Vaccin tegen zona (Zostavax®): hoofdstuk 12.1.1.9.
Het vaccin Zostavax®, op basis van levend verzwakt virus, heeft als indicatie in de SKP de preventie van herpes zoster en postherpetische neuralgie vanaf de leeftijd van 50 jaar. In de eerste jaren na toediening vermindert vaccinatie het risico van herpes zoster met ongeveer 50%, maar de winst is in absolute cijfers beperkt (studie bij 60-plussers). Opvolgstudies geven aan dat 8 jaar na vaccinatie de bescherming tegen herpes zoster nog hooguit 20 à 30% bedraagt, of zelfs volledig verdwenen is. Enkele meldingen van fataal verlopende herpes zoster na toediening van Zostavax® aan immuungecompromitteerde patiënten versterken de contra-indicatie voor deze groep. Zostavax® en het 23-valent pneumokokkenvaccin kunnen tegelijkertijd worden toegediend, in tegenstelling tot de aanbeveling van 5 jaar geleden. De adviezen over vaccinatie tegen zona variëren wereldwijd, maar het recombinant vaccin tegen zona (Shingrix®, niet beschikbaar in België) krijgt gunstiger beoordelingen dan Zostavax®. De Belgische Hoge Gezondheidsraad beveelt systematische vaccinatie in geen enkele leeftijdsgroep aan.

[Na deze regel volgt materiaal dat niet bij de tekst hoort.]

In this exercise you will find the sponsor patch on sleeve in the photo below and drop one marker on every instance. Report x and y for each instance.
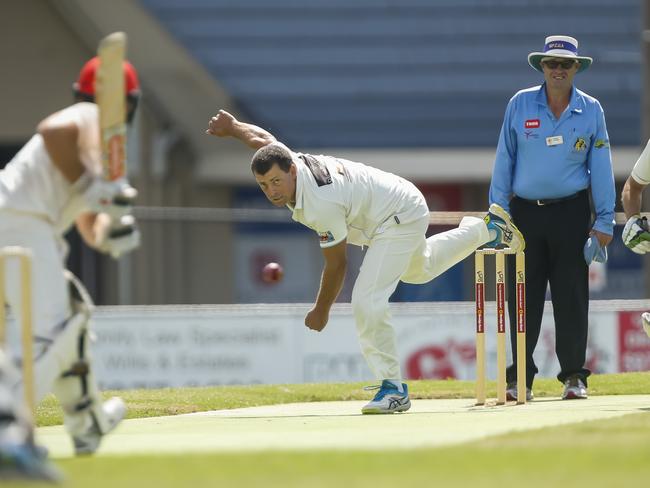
(601, 143)
(325, 237)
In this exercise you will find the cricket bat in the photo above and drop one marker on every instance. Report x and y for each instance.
(111, 99)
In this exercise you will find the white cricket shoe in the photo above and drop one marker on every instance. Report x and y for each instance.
(388, 399)
(87, 443)
(508, 235)
(645, 320)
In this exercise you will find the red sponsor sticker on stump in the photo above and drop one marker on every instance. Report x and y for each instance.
(531, 124)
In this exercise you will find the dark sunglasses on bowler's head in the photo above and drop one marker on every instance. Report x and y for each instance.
(568, 64)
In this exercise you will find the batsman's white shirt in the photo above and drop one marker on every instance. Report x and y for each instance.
(31, 184)
(641, 170)
(342, 199)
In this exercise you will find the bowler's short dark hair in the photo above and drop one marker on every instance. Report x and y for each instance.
(265, 157)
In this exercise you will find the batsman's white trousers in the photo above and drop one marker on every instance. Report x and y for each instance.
(401, 252)
(55, 348)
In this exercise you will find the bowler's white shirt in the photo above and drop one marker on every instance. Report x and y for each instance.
(342, 199)
(31, 184)
(641, 170)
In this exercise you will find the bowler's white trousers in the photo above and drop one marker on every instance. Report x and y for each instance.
(401, 252)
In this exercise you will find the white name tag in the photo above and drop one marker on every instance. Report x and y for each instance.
(554, 140)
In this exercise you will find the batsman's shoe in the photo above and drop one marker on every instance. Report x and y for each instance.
(26, 462)
(388, 399)
(511, 393)
(645, 320)
(574, 389)
(508, 235)
(87, 443)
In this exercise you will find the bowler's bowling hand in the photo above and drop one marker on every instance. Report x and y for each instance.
(316, 319)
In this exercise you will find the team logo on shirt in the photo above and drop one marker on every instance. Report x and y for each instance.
(601, 143)
(531, 124)
(580, 144)
(325, 237)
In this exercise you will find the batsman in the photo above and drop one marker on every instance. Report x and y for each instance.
(55, 181)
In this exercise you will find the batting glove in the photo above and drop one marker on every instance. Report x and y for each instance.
(636, 234)
(114, 198)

Het BCFI is van oordeel dat er anno 2020 niets wijzigt aan het standpunt over Zostavax® beschreven in de Folia van april 2018: “Rekening houdend met de bescheiden werkzaamheid van het vaccin, met de relatief korte beschermingsduur en de hoge kostprijs is het moeilijk om een doelgroep te definiëren waarvoor vaccinatie moet worden aangemoedigd. Bij 80-plussers is de ziektelast door zona het grootst maar is de werkzaamheid van het vaccin slecht gedocumenteerd, en bij vaccinatie op jongere leeftijd is de kans groot dat de bescherming verdwenen is op het ogenblik dat deze het meest noodzakelijk is.”.1-16
Initiële en huidige indicaties
Stand van zaken over werkzaamheid
Stand van zaken over veiligheid
Adviezen in België en wereldwijd
Plaatsbepaling en advies van het BCFI
Clindamycine + tretinoïne (Treclinax®): hoofdstuk 15.5.6.

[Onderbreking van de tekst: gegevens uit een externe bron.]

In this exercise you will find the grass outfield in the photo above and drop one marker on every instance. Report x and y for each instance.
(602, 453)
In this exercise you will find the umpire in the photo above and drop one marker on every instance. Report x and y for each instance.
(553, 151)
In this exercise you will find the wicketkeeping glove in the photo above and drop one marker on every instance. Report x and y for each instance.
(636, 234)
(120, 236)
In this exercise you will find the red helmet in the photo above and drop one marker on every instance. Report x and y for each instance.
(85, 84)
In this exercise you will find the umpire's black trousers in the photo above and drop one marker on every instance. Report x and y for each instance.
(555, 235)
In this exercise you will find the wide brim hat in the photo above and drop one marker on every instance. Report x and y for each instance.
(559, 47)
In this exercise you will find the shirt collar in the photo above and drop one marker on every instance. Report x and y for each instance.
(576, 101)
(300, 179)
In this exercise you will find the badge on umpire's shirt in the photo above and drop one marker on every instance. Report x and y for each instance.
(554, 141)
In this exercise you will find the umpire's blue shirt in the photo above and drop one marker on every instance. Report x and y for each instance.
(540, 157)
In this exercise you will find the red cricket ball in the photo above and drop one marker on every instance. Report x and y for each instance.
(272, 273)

Het BCFI is van oordeel dat de vaste associatie clindamycine + tretinoïne een plaats heeft in de behandeling van milde tot matige papulopustuleuze acne, wanneer niet-antibiotische lokale behandelingen (benzoylperoxide of retinoïd) onvoldoende werkzaam blijken. Wanneer een lokaal antibioticum noodzakelijk is in de behandeling van acne, wordt aangeraden dit steeds te combineren met benzoylperoxide of een retinoïd om de werkzaamheid van de behandeling te verhogen en resistentieproblemen te beperken. De vaste associatie maakt het onmogelijk om de dosissen van de verschillende componenten aan te passen.

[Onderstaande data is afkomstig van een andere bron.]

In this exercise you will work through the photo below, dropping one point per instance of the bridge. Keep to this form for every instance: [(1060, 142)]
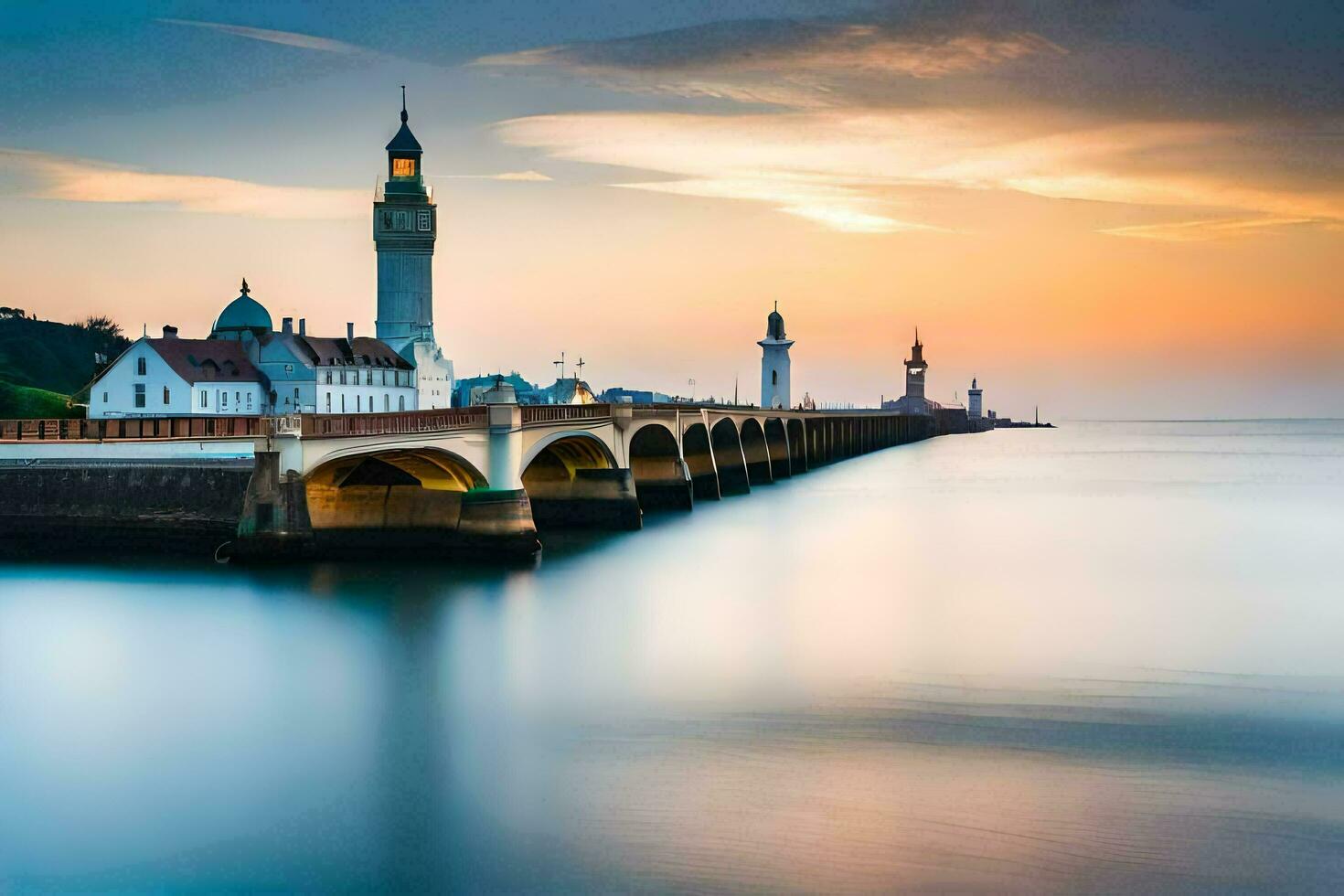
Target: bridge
[(484, 477)]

De concentratie tretinoïne in de vaste associatie (0,025%) is deze die volgens de NHG-richtlijn aangeraden wordt bij personen met een gevoelige huid; standaard wordt daar een concentratie van 0,05% aangeraden; bij personen met een zeer gevoelige huid wordt een concentratie van 0,01% of applicatie om de 2 dagen voorgesteld. Een ander nadeel van deze combinatie is dat het antibioticum mogelijk langer dan aangeraden (max. 4 maanden) zal worden voorgeschreven. Anderzijds kan de vaste combinatie van deze 2 geneesmiddelen de therapietrouw verbeteren.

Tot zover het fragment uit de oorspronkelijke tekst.